Su relato precisa hasta dónde llegó la onda expansiva de los 250 kilos de amonal que ETA detonó en la casa cuartel de Zaragoza. José Mari ha pensado mucho sobre aquel día y sus consecuencias, ha pensado y ha escrito, lleva en tratamiento psicológico casi 10 años y desgrana con detalle el calvario. El impacto del atentado, el desgarro que supuso que su familia materna los depositara en el orfanato de la Guardia Civil a los ocho meses de perder a su familia, las pesadillas, la soledad, el aislamiento, el alcohol como refugio, la incomprensión, el miedo. El error de convertirse ambos en guardias civiles sin haber llegado a los 20 años y sin haber reparado el trauma vivido. El desastre monumental y peligroso que fue para el mayor de los hermanos. La pena de tener que dejar su vocación. Todo el desamparo que les hizo ir dando tumbos hasta tener que jubilarse antes de los 40 años y decidir qué hacer con el resto de su vida. Fue muy tierno y muy divertido comprobar cómo llenan ahora las horas. Les encanta planchar, por ejemplo.

En nuestras conversaciones se produjo un milagro. A Víctor le sentó bien hablar, tirar del hilo de sus recuerdos. Se embarcó en la aventura para ayudar a su hermano y comprobó enseguida que salir de la armadura en la que se había encerrado para sobrevivir le ayudaba a él. “¡Qué bien sienta hablar!”, repetía. Porque nunca había hablado del atentado. Sus profesores lo recuerdan como un niño hermético, sus amigos lo han visto siempre esquivar el tema. Aún hoy se explaya más sobre el orfanato donde pasó los peores años de su vida que sobre los asesinos que provocaron su tragedia.
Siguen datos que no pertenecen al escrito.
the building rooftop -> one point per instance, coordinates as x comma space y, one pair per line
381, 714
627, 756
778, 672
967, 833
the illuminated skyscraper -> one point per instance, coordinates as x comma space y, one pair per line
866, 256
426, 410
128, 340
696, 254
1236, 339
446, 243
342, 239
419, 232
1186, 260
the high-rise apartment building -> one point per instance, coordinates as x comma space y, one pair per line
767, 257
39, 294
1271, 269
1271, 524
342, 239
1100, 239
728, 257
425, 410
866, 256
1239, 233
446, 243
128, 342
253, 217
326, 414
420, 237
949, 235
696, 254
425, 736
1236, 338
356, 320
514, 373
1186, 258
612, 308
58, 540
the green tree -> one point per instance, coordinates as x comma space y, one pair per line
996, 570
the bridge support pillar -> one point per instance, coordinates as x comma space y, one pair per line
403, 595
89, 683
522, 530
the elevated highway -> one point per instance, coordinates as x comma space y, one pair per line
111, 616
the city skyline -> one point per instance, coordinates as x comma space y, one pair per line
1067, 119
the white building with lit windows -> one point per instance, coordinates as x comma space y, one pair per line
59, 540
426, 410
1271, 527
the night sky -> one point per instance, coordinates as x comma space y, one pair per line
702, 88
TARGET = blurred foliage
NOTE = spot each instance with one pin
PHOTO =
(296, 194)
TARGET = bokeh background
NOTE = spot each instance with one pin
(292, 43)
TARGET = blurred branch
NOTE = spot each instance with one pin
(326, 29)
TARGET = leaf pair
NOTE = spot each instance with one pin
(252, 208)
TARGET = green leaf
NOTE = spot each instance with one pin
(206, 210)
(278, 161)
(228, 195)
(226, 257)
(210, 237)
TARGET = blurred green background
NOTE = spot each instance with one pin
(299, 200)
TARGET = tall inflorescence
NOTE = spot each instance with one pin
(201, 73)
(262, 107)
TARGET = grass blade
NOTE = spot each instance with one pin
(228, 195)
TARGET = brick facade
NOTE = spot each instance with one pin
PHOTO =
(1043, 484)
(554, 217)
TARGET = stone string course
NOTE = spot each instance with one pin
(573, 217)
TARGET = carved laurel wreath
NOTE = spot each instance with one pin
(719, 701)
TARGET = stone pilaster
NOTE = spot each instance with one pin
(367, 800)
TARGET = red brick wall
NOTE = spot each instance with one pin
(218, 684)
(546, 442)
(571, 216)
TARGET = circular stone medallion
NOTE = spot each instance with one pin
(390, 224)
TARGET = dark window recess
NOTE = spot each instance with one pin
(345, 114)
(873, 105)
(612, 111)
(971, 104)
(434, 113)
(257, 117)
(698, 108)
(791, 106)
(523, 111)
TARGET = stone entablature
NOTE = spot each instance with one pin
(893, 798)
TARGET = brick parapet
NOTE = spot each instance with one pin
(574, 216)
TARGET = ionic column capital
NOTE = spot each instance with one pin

Nos pilló juntos, en la primavera de 2019, la detención en Francia de Josu Ternera, el etarra que todavía tiene pendiente el juicio para determinar su responsabilidad en el atentado contra la casa cuartel de Zaragoza. Me sorprendió la frialdad con la que ambos recibieron la noticia. No esperan mucho ni de la justicia ni de ninguna otra institución.

Pero sí han querido que se conozca a los Pino Fernández, una familia de trabajadores de Talavera de la Reina que empezó a criar a sus hijos en las modestísimas viviendas de un cuartel justo cuando la democracia echaba a andar. Un retrato de la España de la esperanza que a ellos se les truncó bajo los escombros. José Mari y Víctor son dos huérfanos al rescate de su propia memoria y de la memoria de todos.

El libro de Pepa Bueno Vidas arrebatadas. Los huérfanos de ETA (Planeta) se publica el 17 de febrero.